A posthumous award was made to urban planning doyen Patrick Troy, who passed away last year.

He was made a Companion of the Order of Australia, awarded for eminent service to urban and regional planning, to environmental sustainability and social justice policy, and as a mentor and role model.

Author, academic and public servant, Professor Troy was Emeritus Professor and Visiting Fellow at the ANU Fenner School of Environment and Society. He was also Deputy Secretary in the Federal Department of Urban and Regional Development in the Whitlam Government.

Two Indigenous women were also recognised for their service to their community and education.

Director of the ANU’s Tjabal Indigenous Higher Education Centre since 2012, Anne Martin was made a Member of the Order of Australia, as was Dr Kathleen Alice Price, Director of the Ngunnawal Higher Education Centre at the University of Canberra and Aboriginal Education Consultant to the ACT Directorate of Education and Training.

Alex Sloan

Alex Sloan. Photo: ABC.

Also made a Member for service to education, was ANU historian Frank Bongiorno, whose books The Sex Lives of Australians: A History, and The Eighties: The Decade That Transformed Australia both won ACT Book of the Year awards.

Science and medicine has figured prominently.

Emeritus Professor Brian Kennett was made an Officer for distinguished service to the earth sciences as a leading academic and researcher, particularly in the field of seismology.

Also in that area, former CEO of Geoscience Australia Dr Christopher Pigram was also made an Officer for significant service to public administration, particularly through scientific leadership roles.

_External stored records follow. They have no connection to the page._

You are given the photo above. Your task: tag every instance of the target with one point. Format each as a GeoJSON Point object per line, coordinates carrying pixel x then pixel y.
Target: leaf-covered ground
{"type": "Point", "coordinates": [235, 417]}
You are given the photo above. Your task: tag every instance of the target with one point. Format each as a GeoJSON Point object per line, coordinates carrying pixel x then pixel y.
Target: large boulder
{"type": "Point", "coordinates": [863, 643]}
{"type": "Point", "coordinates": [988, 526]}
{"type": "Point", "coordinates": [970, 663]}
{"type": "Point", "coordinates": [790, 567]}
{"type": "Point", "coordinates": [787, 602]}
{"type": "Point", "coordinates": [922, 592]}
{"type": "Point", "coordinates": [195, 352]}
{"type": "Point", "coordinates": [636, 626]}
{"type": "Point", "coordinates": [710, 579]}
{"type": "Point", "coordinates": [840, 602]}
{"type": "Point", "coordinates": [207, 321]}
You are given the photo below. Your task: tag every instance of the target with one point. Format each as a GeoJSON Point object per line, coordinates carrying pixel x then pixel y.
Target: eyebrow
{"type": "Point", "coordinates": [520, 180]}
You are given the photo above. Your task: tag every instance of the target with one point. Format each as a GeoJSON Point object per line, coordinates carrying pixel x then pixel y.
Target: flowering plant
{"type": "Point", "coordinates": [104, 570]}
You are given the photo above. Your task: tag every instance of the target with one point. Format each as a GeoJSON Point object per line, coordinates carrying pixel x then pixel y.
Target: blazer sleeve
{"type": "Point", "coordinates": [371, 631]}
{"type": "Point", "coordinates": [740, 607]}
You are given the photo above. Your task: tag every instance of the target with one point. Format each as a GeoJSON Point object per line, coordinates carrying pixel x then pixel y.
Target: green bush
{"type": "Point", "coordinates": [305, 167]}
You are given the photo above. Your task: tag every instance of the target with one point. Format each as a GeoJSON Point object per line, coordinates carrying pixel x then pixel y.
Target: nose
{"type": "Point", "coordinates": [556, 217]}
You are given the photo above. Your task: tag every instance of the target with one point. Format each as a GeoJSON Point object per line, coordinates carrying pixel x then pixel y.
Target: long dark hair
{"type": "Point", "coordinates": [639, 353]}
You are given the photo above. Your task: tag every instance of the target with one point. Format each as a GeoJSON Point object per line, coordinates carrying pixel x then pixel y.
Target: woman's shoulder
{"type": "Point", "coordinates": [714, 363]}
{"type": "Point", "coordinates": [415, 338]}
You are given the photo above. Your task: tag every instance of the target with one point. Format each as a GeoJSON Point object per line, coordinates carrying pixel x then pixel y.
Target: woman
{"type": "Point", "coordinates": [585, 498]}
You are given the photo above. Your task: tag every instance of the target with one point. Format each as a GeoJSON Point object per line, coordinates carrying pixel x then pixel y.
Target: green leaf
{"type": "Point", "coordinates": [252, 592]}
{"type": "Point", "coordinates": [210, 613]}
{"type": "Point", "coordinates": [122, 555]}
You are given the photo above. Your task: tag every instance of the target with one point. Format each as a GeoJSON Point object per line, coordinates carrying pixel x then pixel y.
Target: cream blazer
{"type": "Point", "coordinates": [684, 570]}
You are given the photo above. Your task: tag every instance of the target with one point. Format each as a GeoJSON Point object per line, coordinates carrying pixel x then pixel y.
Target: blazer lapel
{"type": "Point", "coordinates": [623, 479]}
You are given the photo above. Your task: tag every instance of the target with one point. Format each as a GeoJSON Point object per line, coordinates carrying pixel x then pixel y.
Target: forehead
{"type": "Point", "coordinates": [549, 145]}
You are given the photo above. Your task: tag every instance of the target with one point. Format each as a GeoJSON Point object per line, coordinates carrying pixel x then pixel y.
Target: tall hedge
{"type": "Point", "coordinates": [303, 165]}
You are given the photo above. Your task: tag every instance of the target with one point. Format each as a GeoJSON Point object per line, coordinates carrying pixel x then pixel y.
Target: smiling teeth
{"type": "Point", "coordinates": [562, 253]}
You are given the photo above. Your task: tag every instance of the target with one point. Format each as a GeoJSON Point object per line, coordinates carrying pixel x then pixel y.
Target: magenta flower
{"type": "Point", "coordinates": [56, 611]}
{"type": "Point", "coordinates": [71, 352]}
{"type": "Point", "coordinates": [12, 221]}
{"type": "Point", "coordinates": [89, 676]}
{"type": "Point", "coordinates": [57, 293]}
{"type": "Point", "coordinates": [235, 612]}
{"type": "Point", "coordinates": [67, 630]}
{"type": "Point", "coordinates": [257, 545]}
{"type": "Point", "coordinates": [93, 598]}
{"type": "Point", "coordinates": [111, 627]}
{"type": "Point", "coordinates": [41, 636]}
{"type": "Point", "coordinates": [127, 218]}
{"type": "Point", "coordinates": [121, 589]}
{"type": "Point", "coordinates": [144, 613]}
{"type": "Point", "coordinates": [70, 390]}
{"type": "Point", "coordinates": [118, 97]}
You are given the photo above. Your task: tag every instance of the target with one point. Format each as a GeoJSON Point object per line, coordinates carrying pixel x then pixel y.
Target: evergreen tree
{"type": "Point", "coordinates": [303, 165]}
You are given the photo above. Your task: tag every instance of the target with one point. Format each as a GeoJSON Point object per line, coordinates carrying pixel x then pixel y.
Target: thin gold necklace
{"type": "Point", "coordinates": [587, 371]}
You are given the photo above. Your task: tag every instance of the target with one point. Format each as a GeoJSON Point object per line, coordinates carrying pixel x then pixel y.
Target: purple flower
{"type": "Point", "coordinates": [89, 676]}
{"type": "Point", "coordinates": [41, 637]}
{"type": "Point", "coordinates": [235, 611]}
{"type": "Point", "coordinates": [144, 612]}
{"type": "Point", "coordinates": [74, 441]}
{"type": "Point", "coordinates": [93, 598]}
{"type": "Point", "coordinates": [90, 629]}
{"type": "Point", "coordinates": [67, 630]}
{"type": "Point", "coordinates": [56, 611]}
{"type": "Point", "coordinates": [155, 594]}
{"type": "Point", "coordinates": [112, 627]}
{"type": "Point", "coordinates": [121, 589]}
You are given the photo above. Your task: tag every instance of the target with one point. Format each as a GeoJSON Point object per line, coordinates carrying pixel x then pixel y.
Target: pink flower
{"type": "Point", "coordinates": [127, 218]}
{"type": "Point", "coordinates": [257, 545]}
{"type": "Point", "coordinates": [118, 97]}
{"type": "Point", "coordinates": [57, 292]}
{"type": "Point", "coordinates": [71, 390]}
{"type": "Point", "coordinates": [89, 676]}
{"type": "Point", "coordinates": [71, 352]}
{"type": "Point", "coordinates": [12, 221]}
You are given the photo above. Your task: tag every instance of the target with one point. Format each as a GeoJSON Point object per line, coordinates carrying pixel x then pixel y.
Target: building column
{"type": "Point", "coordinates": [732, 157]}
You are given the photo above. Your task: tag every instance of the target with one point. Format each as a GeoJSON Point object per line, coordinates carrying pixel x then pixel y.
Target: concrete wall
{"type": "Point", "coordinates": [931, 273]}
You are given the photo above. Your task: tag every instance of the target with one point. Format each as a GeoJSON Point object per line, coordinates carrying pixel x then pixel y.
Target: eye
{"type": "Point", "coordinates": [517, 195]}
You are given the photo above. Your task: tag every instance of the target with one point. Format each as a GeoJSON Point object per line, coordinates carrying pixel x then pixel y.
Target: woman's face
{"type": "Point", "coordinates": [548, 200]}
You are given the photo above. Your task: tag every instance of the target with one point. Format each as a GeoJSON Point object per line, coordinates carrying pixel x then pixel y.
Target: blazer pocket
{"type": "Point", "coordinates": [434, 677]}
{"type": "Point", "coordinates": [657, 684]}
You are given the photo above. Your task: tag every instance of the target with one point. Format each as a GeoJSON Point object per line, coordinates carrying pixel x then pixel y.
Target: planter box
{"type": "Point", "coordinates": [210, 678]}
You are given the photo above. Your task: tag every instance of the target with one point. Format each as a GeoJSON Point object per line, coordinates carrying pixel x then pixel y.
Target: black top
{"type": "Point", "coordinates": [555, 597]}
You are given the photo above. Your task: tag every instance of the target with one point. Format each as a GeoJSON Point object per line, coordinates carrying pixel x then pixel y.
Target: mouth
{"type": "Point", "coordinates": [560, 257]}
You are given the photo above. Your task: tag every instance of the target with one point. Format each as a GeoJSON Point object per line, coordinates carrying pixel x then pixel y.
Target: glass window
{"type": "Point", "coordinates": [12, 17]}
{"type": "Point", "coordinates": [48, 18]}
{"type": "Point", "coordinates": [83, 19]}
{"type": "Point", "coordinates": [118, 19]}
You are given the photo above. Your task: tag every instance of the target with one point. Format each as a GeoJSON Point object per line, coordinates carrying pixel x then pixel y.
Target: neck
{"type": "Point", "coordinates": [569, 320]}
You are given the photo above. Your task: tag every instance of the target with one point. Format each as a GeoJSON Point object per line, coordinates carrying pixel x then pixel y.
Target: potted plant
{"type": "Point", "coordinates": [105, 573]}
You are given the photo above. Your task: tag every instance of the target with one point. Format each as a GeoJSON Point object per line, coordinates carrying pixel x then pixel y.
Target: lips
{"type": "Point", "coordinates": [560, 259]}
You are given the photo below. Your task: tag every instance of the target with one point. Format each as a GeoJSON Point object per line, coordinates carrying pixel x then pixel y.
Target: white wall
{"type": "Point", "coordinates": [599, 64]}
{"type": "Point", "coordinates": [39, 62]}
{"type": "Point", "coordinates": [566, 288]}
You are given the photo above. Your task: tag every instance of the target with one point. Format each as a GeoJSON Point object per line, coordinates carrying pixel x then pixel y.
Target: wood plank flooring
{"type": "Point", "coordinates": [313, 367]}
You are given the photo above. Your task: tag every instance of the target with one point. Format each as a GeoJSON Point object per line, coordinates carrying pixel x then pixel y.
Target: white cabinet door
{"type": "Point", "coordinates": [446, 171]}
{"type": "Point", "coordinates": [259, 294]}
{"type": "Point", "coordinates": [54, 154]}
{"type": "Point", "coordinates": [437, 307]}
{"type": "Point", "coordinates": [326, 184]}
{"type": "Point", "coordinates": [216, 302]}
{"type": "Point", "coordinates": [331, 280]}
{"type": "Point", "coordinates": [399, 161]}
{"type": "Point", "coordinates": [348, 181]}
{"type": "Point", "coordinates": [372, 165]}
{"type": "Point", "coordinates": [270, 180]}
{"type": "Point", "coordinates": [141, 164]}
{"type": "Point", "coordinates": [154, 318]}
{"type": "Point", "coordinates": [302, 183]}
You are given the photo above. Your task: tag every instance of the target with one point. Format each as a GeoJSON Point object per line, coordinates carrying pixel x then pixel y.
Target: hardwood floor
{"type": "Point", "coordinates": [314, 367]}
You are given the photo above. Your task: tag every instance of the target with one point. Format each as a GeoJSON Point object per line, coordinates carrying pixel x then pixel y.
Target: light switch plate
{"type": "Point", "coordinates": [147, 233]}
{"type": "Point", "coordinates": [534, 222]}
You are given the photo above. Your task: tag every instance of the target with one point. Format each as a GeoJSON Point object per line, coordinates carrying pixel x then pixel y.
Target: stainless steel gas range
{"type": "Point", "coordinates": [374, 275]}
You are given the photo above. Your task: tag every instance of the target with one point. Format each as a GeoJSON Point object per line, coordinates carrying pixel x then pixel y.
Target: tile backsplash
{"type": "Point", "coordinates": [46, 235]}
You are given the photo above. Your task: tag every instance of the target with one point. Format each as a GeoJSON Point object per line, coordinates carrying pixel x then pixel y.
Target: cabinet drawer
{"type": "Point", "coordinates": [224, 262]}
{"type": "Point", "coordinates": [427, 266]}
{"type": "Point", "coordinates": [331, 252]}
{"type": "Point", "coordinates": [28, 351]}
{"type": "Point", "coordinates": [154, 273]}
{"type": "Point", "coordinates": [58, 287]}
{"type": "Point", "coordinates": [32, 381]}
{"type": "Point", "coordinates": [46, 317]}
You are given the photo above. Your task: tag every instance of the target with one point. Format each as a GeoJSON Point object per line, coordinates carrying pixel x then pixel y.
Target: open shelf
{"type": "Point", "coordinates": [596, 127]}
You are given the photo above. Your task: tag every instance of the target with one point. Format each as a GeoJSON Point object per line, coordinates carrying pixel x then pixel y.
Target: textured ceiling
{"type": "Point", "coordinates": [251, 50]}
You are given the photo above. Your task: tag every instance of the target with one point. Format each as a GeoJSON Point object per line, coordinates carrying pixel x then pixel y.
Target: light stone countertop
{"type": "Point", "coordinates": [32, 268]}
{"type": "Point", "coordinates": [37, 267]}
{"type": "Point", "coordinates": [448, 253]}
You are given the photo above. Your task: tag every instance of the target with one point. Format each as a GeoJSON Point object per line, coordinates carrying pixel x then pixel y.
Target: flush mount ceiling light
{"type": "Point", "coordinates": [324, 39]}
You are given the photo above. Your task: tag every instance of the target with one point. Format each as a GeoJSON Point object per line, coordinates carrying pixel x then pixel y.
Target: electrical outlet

Senior specialist at the Canberra Hospital, and Crohn’s and Colitis Australia Director Professor Paul Pavli was made a Member for significant service to medicine, to patient care, and as a researcher and mentor.

Another Canberra Hospital specialist, Dr Andrew Miller, was made a Member for significant service to medicine as a dermatologist, and to professional organisations.

Organ donation pioneer Dr Holly Northam was awarded a Medal for her service to medicine. Director of ShareLife and Organ and Tissue Donor Coordinator at ACT Health, Dr Northam helped establish the Australian Organ and Tissue Authority.

In the area of community service, Terence Birtles was recognised for a range of roles with organisations such as the City Uniting Church, Lifeline, the National Library of Australia and NSW Rural Fire Service.

Ross Dunn, who has lobbied for policy change around police pursuits for minor crime, was awarded a Medal for service to the community through victims of crime advocacy and support.

Medals for community service also went to prominent Rotarians Frederick Fawke and Colin Holmes; Canberra Choral Society’s Gail Ford; Susan Healy for her work for people with a disability; Lifeline’s Director of Service Delivery, Mandy Larsson; and Tuggeranong Community Council president Glenys Patulny.

In sport, former Weston Creek Soccer Club president and Capital Football Hall of Fame member Donna O’Brien was rewarded with a Medal for her service to football.

And on a day that is forecast to be 40 degrees, it would be remiss not to mention Stephen Anderson for service to the air-conditioning and refrigeration industry through the development of environmental policy.